How does this vulnerability affect compliance with common standards and regulations (like GDPR, HIPAA)?:
The provided information does not explicitly discuss the impact of CVE-2026-34445 on compliance with common standards and regulations such as GDPR or HIPAA.
How can this vulnerability impact me? :
This vulnerability can impact you in several critical ways if you use vulnerable versions of ONNX to load untrusted or malicious models:
- Denial of Service (DoS): Attackers can specify extremely large values for the 'length' attribute, causing the system to attempt massive memory allocation (e.g., petabytes of RAM), leading to crashes, freezes, or server outages.
- Unauthorized Access: By setting negative offsets, attackers can trick the system into reading unauthorized parts of files, potentially exposing sensitive data.

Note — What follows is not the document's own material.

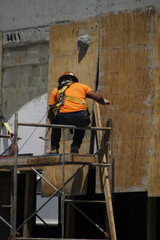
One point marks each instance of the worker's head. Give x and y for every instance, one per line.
x=68, y=76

- Object Corruption and Type Confusion: Injection of special Python dunder attributes (like '__class__') can corrupt the internal state of objects, potentially enabling further exploits or unexpected behavior.
Overall, the vulnerability can cause low confidentiality and integrity loss but has a high impact on availability, making systems unstable or unusable.
How can this vulnerability be detected on my network or system? Can you suggest some commands?
Detection of this vulnerability involves identifying malicious ONNX model files that contain crafted external_data entries with invalid or unexpected keys, negative or non-numeric offset/length values, or excessively large length values that could cause resource exhaustion.
Since the vulnerability is related to the ExternalDataInfo class loading metadata from ONNX model files, you can detect suspicious models by inspecting the external_data attributes for keys outside the whitelist (`location`, `offset`, `length`, `checksum`, `basepath`), or for negative or unusually large numeric values.
Suggested commands to detect potentially malicious ONNX models include:
- Use a Python script or tool to parse ONNX model files and check the external_data attributes for unknown keys or invalid values.
- Example Python snippet to list external_data keys and values in a model file:
- ```python import onnx model = onnx.load('model.onnx') for tensor in model.graph.initializer: for entry in tensor.external_data: print(f'Key: {entry.key}, Value: {entry.value}') ```
- Manually or programmatically verify that keys are only from the allowed whitelist and that offset and length values are non-negative integers and within reasonable size limits.
- Monitor logs or warnings emitted by ONNX loading code, as the patched version issues warnings when unknown keys are encountered.
What immediate steps should I take to mitigate this vulnerability?
The primary mitigation step is to upgrade the ONNX package to version 1.21.0 or later, where this vulnerability has been patched.
The patch implements a three-layer defense-in-depth approach:
- Strict whitelist enforcement of allowed keys in external_data attributes to prevent arbitrary attribute injection.
- Validation at parse time to ensure offset and length values are non-negative integers.
- File-size boundary checks at read time to prevent out-of-bounds reads and resource exhaustion.
Additional immediate steps include:
- Avoid loading ONNX models from untrusted or unauthenticated sources.
- If upgrading is not immediately possible, implement manual validation of ONNX model files to reject those with suspicious external_data entries.
- Monitor application logs for warnings related to unknown external_data keys or validation errors.